Informant Analysis: Let me see which one. I hear a certain word and it always kinda reminds of the punch line of some of those jokes. And he was always telling us those kinds of jokes. Well I think part of the deal was, 1 dad came from a big family. He was not the oldest and he was not the youngest and so between the eight of them they told lots of stories. They didn’t have a TV or anything and his dad was a good story teller. And people stopping through getting gasoline and that’s where you would hearthe latest story or gossip. Of course he was also in the military and that’s notorious for hearing all sorts of things. The last thing is work in the oil fields and he didn’t realy work in the fields well I guess at first he did. And workin in the fields you get lots of jokes. And there were still lots of racism. Lot of the jokes centered around African Americans, Hispanic, and even Cajun. What made me think about it was dad work in the oil fields was corpus and they were with a lot of Hispanic and Mexican Americans. It would be a racist riddle.

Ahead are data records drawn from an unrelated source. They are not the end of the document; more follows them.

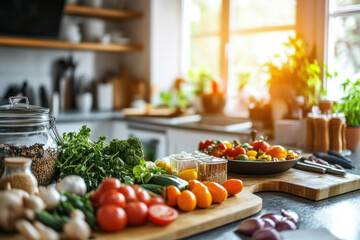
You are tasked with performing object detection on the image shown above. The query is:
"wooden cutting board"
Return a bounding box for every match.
[0,169,360,240]
[228,168,360,200]
[95,189,262,240]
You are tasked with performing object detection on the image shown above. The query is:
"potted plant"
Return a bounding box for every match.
[189,67,226,113]
[335,78,360,151]
[264,36,321,115]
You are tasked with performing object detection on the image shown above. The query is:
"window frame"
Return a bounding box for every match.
[181,0,298,93]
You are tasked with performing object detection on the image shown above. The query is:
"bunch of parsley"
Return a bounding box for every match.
[55,125,165,191]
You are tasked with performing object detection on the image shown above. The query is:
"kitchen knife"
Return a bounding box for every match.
[294,162,326,174]
[304,160,346,176]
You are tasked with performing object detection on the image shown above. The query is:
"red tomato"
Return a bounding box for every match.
[234,147,246,157]
[99,189,126,207]
[96,204,127,232]
[118,186,136,202]
[90,189,101,203]
[149,197,165,206]
[198,141,205,150]
[218,143,227,150]
[98,177,121,193]
[205,139,214,148]
[149,204,179,226]
[250,140,270,152]
[225,148,237,157]
[124,202,148,226]
[131,185,144,194]
[136,190,151,205]
[211,149,223,157]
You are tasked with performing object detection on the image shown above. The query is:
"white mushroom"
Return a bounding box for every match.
[63,209,91,240]
[34,221,60,240]
[15,219,40,240]
[56,175,86,196]
[39,185,60,210]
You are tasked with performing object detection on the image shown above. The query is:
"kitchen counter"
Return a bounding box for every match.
[187,149,360,240]
[56,111,252,135]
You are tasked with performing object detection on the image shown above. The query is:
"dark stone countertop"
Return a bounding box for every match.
[187,149,360,240]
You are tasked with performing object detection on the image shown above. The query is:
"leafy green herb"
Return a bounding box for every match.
[335,78,360,126]
[55,125,164,191]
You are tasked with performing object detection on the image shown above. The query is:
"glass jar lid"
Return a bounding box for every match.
[0,97,50,126]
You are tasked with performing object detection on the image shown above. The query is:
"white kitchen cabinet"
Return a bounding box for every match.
[167,128,250,153]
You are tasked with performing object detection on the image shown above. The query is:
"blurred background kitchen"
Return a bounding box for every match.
[0,0,360,159]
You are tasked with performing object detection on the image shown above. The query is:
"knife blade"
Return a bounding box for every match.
[294,162,326,174]
[304,160,346,176]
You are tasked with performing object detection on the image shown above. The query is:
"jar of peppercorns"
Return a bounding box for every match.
[0,97,62,185]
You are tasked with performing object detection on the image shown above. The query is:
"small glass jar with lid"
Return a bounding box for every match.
[170,152,197,175]
[0,97,62,185]
[198,157,227,184]
[0,157,38,194]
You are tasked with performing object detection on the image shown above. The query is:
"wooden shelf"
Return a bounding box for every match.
[65,4,142,20]
[0,37,142,52]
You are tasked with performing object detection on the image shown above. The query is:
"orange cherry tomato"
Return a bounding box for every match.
[204,182,228,203]
[188,180,205,191]
[221,179,244,195]
[191,184,212,208]
[250,140,270,152]
[177,190,197,212]
[163,186,181,207]
[266,145,286,159]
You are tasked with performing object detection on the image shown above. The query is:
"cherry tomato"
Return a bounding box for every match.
[99,177,121,193]
[118,186,136,202]
[189,180,205,191]
[131,185,144,194]
[90,189,101,203]
[266,145,286,159]
[124,202,148,226]
[221,179,244,195]
[250,140,270,152]
[198,141,205,150]
[149,204,179,226]
[149,197,165,206]
[99,189,126,207]
[177,190,197,212]
[136,190,151,205]
[218,143,227,150]
[96,204,127,232]
[234,147,246,157]
[199,139,214,150]
[211,149,225,157]
[225,148,236,157]
[163,186,181,206]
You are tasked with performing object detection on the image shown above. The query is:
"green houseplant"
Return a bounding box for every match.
[335,78,360,151]
[264,36,321,108]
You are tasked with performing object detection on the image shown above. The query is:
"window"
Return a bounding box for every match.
[327,0,360,100]
[183,0,296,112]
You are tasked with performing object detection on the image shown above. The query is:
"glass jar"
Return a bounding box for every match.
[198,157,227,184]
[0,97,62,185]
[0,157,37,194]
[170,152,197,175]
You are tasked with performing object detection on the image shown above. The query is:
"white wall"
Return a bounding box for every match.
[150,0,182,104]
[0,46,95,104]
[121,0,152,98]
[0,0,181,104]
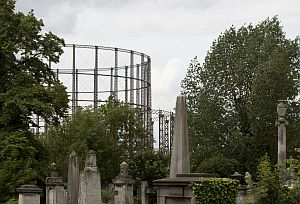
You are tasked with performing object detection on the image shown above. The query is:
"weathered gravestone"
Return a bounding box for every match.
[46,163,67,204]
[17,185,42,204]
[79,150,101,204]
[113,162,134,204]
[67,151,79,204]
[154,96,217,204]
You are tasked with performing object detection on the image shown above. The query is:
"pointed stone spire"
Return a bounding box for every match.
[170,95,190,178]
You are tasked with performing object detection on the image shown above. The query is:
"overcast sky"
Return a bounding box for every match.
[16,0,300,110]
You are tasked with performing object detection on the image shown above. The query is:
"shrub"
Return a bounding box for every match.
[191,178,239,204]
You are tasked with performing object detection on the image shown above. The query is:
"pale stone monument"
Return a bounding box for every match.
[78,150,101,204]
[170,95,190,178]
[17,185,42,204]
[67,151,79,204]
[154,96,217,204]
[141,181,149,204]
[46,163,67,204]
[276,100,288,170]
[113,162,134,204]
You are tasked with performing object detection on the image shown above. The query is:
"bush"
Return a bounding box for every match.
[191,178,239,204]
[197,155,238,178]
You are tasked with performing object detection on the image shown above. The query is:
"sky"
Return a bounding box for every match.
[16,0,300,111]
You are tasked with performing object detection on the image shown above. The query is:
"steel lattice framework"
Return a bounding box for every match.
[38,44,174,149]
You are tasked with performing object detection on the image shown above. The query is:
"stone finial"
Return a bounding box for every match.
[119,161,128,178]
[85,150,97,168]
[50,162,58,177]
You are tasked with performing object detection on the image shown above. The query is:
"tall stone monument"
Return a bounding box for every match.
[68,151,79,204]
[170,95,190,178]
[276,100,288,170]
[113,162,134,204]
[154,96,217,204]
[79,150,101,204]
[46,163,66,204]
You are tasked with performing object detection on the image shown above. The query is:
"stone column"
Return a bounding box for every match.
[113,162,134,204]
[170,95,190,178]
[46,163,66,204]
[67,151,79,204]
[141,181,149,204]
[276,100,288,170]
[79,150,101,204]
[17,185,42,204]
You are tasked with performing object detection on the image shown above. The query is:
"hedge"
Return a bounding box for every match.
[191,178,239,204]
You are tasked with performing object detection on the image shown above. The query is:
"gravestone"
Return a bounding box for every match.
[170,95,190,178]
[154,96,217,204]
[67,151,79,204]
[78,150,101,204]
[46,163,66,204]
[17,185,42,204]
[113,162,134,204]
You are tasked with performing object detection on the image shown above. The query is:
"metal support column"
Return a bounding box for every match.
[94,46,98,110]
[125,66,128,103]
[71,45,76,114]
[110,68,114,96]
[135,64,140,108]
[114,48,118,99]
[130,50,134,104]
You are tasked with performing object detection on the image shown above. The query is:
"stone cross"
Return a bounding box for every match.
[170,95,190,178]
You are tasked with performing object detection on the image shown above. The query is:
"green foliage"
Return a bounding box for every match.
[256,154,283,204]
[0,0,68,203]
[101,188,115,204]
[128,149,170,203]
[182,17,300,174]
[191,178,239,204]
[197,155,238,178]
[42,97,148,184]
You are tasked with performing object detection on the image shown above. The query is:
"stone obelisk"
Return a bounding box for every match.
[170,95,190,178]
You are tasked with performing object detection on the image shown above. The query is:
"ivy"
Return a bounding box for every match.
[191,178,239,204]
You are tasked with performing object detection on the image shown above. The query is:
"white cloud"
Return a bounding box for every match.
[17,0,300,110]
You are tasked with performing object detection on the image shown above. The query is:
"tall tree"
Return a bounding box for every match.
[0,0,68,203]
[43,97,148,183]
[182,17,300,175]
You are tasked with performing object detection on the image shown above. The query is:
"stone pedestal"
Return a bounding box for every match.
[113,162,134,204]
[46,163,67,204]
[17,185,42,204]
[154,173,218,204]
[78,150,101,204]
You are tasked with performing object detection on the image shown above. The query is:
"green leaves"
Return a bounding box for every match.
[42,97,147,184]
[191,178,239,204]
[182,17,300,173]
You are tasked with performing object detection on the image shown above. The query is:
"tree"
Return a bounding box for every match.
[42,97,148,184]
[0,0,68,203]
[182,17,300,173]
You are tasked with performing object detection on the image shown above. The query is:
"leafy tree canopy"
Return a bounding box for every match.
[182,17,300,173]
[0,0,68,203]
[42,97,148,184]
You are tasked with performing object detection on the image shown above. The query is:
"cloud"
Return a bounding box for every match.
[152,58,186,111]
[17,0,300,110]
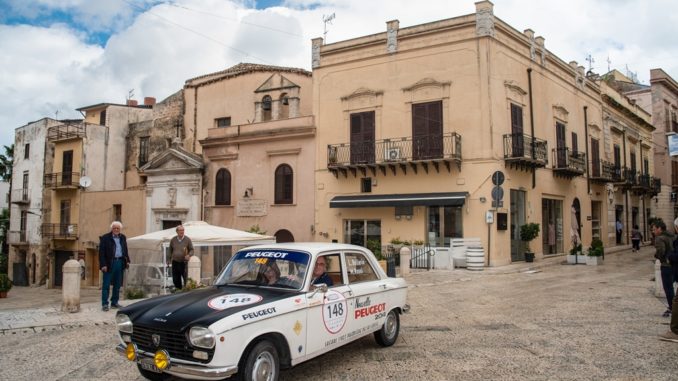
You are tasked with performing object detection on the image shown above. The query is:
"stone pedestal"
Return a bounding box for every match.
[400,246,412,277]
[61,259,80,312]
[188,255,200,284]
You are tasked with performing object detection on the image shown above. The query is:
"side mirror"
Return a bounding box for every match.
[310,283,327,298]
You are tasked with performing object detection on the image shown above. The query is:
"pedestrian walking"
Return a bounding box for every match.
[631,225,643,253]
[99,221,130,311]
[652,221,675,317]
[170,225,193,290]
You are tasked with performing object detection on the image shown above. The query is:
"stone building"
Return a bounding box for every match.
[610,69,678,225]
[194,64,315,242]
[312,1,654,266]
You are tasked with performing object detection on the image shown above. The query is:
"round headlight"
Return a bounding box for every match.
[115,314,132,333]
[188,327,216,348]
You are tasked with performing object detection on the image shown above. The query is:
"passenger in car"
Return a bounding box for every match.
[311,257,334,286]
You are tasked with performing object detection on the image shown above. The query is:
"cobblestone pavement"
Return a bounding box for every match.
[0,247,678,381]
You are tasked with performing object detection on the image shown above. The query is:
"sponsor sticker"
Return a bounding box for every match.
[207,294,263,311]
[322,290,348,333]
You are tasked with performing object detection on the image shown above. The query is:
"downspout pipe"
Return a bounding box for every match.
[527,68,537,189]
[584,106,593,194]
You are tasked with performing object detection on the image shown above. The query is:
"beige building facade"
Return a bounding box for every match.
[194,64,315,242]
[312,1,654,266]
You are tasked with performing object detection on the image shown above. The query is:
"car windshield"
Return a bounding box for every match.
[214,249,310,289]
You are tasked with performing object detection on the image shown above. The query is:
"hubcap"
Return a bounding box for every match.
[252,352,275,381]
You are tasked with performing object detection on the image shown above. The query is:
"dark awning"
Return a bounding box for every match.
[330,192,468,208]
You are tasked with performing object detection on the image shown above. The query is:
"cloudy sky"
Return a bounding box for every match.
[0,0,678,153]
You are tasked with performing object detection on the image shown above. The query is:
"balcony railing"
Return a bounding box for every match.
[327,133,461,176]
[553,147,586,178]
[504,134,548,168]
[41,224,78,239]
[47,123,85,141]
[589,160,615,183]
[45,172,80,189]
[7,230,28,245]
[12,188,31,204]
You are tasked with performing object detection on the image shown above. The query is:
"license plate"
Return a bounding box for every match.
[139,359,162,373]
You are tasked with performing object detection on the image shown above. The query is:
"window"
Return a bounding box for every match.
[214,168,231,205]
[360,177,372,193]
[412,101,443,160]
[216,116,231,128]
[139,136,150,167]
[113,204,122,222]
[275,164,294,204]
[345,253,379,284]
[261,95,273,121]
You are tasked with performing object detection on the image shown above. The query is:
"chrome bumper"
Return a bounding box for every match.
[115,344,238,381]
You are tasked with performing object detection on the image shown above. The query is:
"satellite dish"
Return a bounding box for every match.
[80,176,92,188]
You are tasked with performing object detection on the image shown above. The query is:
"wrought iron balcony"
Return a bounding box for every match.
[41,224,78,240]
[12,188,31,204]
[504,134,549,169]
[7,230,28,245]
[553,147,586,178]
[589,160,615,183]
[47,123,85,141]
[327,132,461,177]
[45,172,80,189]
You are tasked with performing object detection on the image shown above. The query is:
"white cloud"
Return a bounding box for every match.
[0,0,678,151]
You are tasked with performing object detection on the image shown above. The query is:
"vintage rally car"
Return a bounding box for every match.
[116,243,409,380]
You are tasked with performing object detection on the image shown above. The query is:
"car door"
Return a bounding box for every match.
[344,251,392,336]
[306,252,353,357]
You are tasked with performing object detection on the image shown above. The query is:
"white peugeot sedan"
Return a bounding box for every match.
[116,243,409,380]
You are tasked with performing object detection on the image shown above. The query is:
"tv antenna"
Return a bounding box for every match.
[586,54,596,73]
[323,13,335,43]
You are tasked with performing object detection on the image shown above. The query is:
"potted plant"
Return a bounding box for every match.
[586,238,604,266]
[0,274,12,298]
[520,222,539,262]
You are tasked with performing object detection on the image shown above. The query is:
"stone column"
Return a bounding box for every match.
[61,259,80,312]
[188,255,200,284]
[400,246,412,277]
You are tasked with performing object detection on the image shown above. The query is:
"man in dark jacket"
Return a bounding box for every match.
[99,221,130,311]
[652,221,674,317]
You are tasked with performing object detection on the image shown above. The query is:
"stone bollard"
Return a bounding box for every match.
[188,255,200,284]
[400,246,412,277]
[654,259,666,298]
[61,259,80,312]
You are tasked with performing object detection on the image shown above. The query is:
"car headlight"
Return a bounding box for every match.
[115,314,132,333]
[188,327,216,348]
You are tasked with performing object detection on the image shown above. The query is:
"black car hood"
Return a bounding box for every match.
[120,286,299,331]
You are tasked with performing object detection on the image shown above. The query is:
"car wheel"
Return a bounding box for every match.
[137,364,172,381]
[237,341,280,381]
[374,310,400,347]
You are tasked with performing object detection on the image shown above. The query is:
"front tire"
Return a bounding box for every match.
[374,310,400,347]
[137,364,172,381]
[237,341,280,381]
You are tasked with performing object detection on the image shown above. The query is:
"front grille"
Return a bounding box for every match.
[132,325,214,363]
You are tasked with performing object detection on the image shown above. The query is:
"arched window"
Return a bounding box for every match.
[279,93,290,119]
[275,164,294,204]
[214,168,231,205]
[261,95,273,121]
[274,229,294,243]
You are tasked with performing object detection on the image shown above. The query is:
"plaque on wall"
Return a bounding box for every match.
[236,199,266,217]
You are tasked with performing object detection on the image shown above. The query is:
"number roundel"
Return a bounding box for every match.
[323,290,348,333]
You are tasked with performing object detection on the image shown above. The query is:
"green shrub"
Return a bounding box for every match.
[520,222,539,252]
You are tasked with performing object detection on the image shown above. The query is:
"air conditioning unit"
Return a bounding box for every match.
[384,147,400,161]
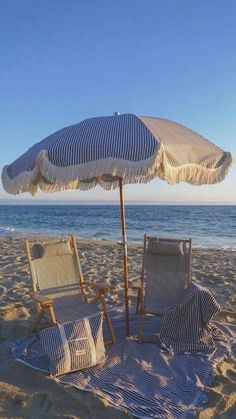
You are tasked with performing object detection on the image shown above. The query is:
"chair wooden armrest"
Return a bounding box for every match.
[82,281,116,291]
[32,292,53,306]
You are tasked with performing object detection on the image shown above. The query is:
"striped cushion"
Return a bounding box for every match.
[40,313,105,375]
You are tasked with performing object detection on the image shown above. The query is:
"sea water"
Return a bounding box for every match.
[0,205,236,250]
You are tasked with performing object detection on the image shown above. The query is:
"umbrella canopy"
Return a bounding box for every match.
[2,114,232,194]
[2,114,232,335]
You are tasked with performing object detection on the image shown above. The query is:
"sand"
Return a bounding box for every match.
[0,236,236,419]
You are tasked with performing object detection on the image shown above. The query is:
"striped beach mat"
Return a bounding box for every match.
[11,306,236,419]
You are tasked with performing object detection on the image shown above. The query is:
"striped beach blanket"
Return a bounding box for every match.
[8,306,235,419]
[160,283,223,354]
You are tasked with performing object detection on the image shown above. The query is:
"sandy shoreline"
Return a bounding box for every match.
[0,236,236,419]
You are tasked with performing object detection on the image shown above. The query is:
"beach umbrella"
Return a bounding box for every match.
[2,114,232,335]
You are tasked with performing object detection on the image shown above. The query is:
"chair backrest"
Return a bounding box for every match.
[142,235,192,304]
[26,236,86,299]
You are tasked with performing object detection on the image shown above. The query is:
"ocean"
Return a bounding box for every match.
[0,205,236,250]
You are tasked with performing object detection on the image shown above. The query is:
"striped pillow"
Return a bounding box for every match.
[39,313,105,375]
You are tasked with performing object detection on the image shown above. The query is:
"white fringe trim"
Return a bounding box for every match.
[2,143,232,195]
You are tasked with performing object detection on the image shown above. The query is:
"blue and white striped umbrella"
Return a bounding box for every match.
[2,114,232,194]
[2,114,232,335]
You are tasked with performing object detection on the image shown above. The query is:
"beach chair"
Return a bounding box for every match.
[25,236,115,344]
[133,235,192,342]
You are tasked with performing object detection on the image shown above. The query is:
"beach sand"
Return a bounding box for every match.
[0,237,236,419]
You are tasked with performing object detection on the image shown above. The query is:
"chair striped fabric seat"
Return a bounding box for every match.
[53,295,100,323]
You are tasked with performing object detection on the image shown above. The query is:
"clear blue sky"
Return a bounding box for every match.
[0,0,236,203]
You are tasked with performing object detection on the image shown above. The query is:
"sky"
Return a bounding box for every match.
[0,0,236,204]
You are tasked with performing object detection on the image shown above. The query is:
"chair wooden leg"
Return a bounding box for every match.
[138,312,143,343]
[136,288,141,314]
[47,304,57,324]
[30,307,45,333]
[99,293,116,343]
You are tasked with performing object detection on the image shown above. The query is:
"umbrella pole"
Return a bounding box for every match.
[119,178,130,336]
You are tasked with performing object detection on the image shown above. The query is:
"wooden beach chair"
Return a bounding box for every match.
[25,236,115,343]
[133,235,192,342]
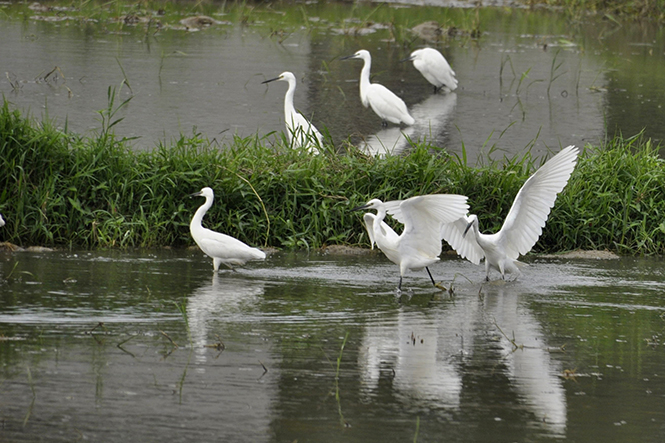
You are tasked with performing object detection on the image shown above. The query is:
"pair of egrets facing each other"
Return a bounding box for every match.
[354,146,579,290]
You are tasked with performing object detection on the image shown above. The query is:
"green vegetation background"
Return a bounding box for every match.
[0,101,665,254]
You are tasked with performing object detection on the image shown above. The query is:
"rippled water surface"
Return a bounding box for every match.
[0,3,665,160]
[0,250,665,442]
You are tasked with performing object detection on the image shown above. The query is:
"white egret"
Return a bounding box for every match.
[402,48,457,93]
[262,71,323,153]
[352,194,469,291]
[189,187,266,272]
[442,145,579,281]
[342,49,415,126]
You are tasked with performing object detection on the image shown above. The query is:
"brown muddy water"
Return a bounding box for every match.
[0,3,665,161]
[0,250,665,442]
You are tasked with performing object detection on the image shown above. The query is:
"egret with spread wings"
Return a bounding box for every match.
[353,194,469,291]
[442,145,579,281]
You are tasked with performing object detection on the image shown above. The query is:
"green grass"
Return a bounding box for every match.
[0,102,665,254]
[523,0,665,21]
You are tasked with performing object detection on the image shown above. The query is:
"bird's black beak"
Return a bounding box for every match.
[351,205,369,212]
[462,221,473,237]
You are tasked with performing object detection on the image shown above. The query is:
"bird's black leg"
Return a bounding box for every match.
[425,266,436,286]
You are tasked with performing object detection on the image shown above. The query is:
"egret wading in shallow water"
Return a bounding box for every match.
[401,48,457,93]
[189,187,266,272]
[262,71,323,153]
[352,194,469,292]
[342,49,415,126]
[442,146,579,281]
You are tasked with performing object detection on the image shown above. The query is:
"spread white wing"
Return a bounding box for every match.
[497,146,579,260]
[441,215,485,265]
[385,194,469,256]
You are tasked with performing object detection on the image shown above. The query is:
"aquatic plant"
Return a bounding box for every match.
[0,102,665,254]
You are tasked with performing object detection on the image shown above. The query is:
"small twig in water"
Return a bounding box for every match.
[492,317,524,351]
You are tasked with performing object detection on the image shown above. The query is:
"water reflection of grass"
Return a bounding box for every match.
[0,99,665,254]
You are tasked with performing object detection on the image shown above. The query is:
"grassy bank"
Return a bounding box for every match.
[0,103,665,254]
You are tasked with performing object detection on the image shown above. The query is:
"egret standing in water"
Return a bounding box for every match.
[402,48,457,93]
[342,49,415,126]
[189,187,266,272]
[442,145,579,281]
[352,194,469,292]
[262,71,323,153]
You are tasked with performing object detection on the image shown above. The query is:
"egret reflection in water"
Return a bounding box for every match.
[361,92,457,155]
[187,273,265,363]
[483,281,567,435]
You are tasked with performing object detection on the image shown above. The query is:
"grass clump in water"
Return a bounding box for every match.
[0,102,665,254]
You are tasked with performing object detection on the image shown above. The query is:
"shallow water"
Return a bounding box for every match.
[0,251,665,442]
[0,3,665,161]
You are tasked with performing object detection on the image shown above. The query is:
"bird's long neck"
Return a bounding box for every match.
[284,80,296,119]
[372,209,386,243]
[360,58,372,107]
[189,197,213,234]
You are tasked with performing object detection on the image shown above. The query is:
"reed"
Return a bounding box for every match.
[0,102,665,254]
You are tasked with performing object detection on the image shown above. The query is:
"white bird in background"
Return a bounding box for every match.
[262,71,323,153]
[442,145,579,281]
[342,49,415,126]
[352,194,469,291]
[189,187,266,272]
[402,48,457,93]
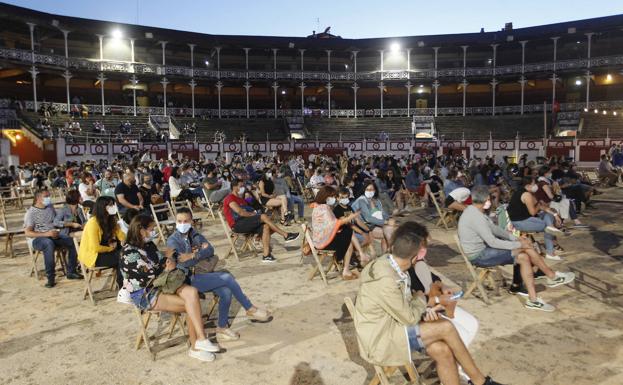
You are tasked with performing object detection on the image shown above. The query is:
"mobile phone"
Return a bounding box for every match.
[450,290,465,301]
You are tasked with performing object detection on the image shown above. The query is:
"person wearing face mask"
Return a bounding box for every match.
[120,214,220,362]
[115,172,144,213]
[506,176,564,261]
[352,181,396,251]
[258,169,292,226]
[457,186,575,312]
[24,190,83,288]
[54,190,87,235]
[223,179,300,263]
[78,197,126,289]
[311,186,359,280]
[353,222,500,385]
[167,207,271,341]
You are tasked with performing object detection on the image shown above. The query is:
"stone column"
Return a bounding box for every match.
[188,78,197,118]
[326,82,333,118]
[405,80,413,117]
[97,72,106,116]
[272,82,279,119]
[216,80,223,119]
[243,80,251,119]
[350,82,359,118]
[160,77,169,116]
[130,75,138,116]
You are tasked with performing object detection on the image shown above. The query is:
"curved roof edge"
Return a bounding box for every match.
[0,3,623,50]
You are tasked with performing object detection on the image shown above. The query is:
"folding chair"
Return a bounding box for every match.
[0,207,24,258]
[171,200,203,227]
[296,178,314,203]
[201,189,220,220]
[427,190,456,230]
[26,238,67,280]
[134,307,190,361]
[218,211,257,262]
[149,202,175,245]
[73,237,117,305]
[0,186,24,211]
[454,234,504,305]
[301,224,340,286]
[344,297,430,385]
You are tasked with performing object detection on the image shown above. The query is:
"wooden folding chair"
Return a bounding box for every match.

There’s two or three things. It certainly helps me have a joyful smile and just helps my dad stay with me. I had a sense that papa was with me with just the sense of things. I had a friend where my dad used to write me handwritten letters and when I read them I can still hear his voice. For these little rhymes or jokes I can hear my dad. I also think of family and how it came from my dad and his family and his dad. As silly as they are I’m a part of something much, much bigger than myself. I’m not the first to think it’s funny. It’s funny but at the same time there’s some depth to it. You know a lot of people have items that they pass on to people and special objects and what not, but the silly things we are talking about now they don’t ever get lost or deteriorate. You know now I try to pass them on to my kids, and some things they find funny and some they don’t. I think Julie finds some funnier now than when say she was Lawson’s age.
Analysis: I think my Uncle Billy definitely knows where the jokes come from and what they mean to him. This joke in particular he did not touch upon as much. There is a certain understanding needed about older southern church going women especially the kind that my grandfather probably knew. Older church going women are good Christians that are well mannered and generally tell everyone else how they should act, which means people should act like them. This is the stereotype. However, some of these women definitely have or had a wild side once upon a time. This joke makes fun of that fact. It also plays with the ideas of young and old, and what is associated with them. Old people are associated with Arthritis and being bed ridden while younger people are associated with sexuality. This joke brings up that older people can still be sexually active as well as mixes other usually oppositional themes.